Who will be occupying the C-Suite within the next five years? Will the C-suite even be as relevant in the next five years? As many managers and executives push past 65 years of age over the next few years, many leadership roles will be up for grabs. This raises the question: how can an aspiring leader of executive prepare for the economic and technological shifts ahead?
Many up-and-coming professionals don’t see opportunities in transformational type roles, such as chief transformation officer and chief diversity officer, one survey shows. The survey of 1,000 emerging business leaders between the ages of 25 and 45, published by West Monroe, finds roles that are seen as having the most career potential are those influenced by artificial intelligence and advanced analytics — chief AI officer (40%) and chief data officer (11%).
Interestingly, the role of chief digital officer was both likely to disappear and grow in importance over the next five years, suggesting the mixed reception this role is getting.
To qualify the implication’s of these results, the survey’s authors state they “don’t believe these choices mean the next generation of C-suite leaders will stop transforming their organizations — or no longer care about diversity. Rather, it’s more likely these roles will be baked into everyone’s jobs.
The bottom line is artificial, analytics, data, and associated initiatives are dominating organizational mandates, and therefore the composition of leadership roles. “Organizations are still developing and refining their use cases for AI, but there is near-universal agreement that this is not a flash-in-the-pan technology,” the West Monroe authors state.

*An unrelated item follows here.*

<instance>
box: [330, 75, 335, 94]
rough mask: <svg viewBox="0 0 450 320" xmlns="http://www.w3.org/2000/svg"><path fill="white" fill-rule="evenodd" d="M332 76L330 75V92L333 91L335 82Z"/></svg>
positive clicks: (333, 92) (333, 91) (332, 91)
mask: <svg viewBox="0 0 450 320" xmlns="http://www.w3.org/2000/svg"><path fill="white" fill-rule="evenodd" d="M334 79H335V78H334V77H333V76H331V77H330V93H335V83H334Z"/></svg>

Perhaps another lesson drawn from this study is leadership roles can no longer be boxed into specific domains. But, there is one focus every leadership or executive role needs to have: an almost obsessive commitment to the customer, and employing the tools, technological and otherwise, to deliver superior lifetime customer experience.
Leaders and executives need to “think like disruptors” — and that means all attention on the customer, at all times, Nathan Furr and Kunal Chakraborty, write in Harvard Business Review. The customer experience “is the North Star that should guide all of your data, AI, and digital initiatives,” Furr and Chakraborty point out. “All of these should align around a vision for your future customer experience, and you need to map out the small steps that are necessary to make that experience a reality.”
This is realized by using data, AI, and digital engineering “to identify which existing customers are most valuable, understand their journeys, pain points and needs in new ways, and then create growth by solving the pain points and unmet needs and capturing repeat business with these customers,” they urge.
If everyone is to assume transformational roles in the near future (instead of a singular chief transformation officer mentioned in the above-mentioned West Monroe survey), they have one clear mandate: promoting growth as a digital enterprise by shifting the customer focus “from transactions to lasting relationships.”
Experiment, test, and leverage AI and advanced analytics to move forward, they also urged. “AI is simply a tool for understanding patterns in data and making educated predictions out of it. It can help you identify patterns from the past and predict possible customer actions in the future.”
These efforts will be facilitated by an “‘electronic brain’ that creates a dynamic picture of each customer and stitches all the interactions you have into one customer 360 record that auto-updates,” they add. “This electronic brain then fires specific instructions to downstream marketing, sales, and service channels.”
“We can expect generative AI will be infused throughout the workflow of every role to accelerate the creation of products across business domains – this will only be limited by imagination and constrained by technical debt and legacy thinking,” says Sumeet Arora, chief development officer for ThoughtSpot.
“In a world where gen AI enables natural language processing and self-service analytics that empower data analysts, business users, and all non-technical users, the digital skills gap is substantially narrowed,” Arora adds.
“Now, business users from C-suite to the frontline can interact with data, self-service and express business questions in natural language,” he states. “AI increases the speed of action, empowering a broader audience to make data-driven decisions, ultimately leading to a strong data culture.”
Connecting data and technology to delivering superior customer experience is the key to leading organizations into the 2030s.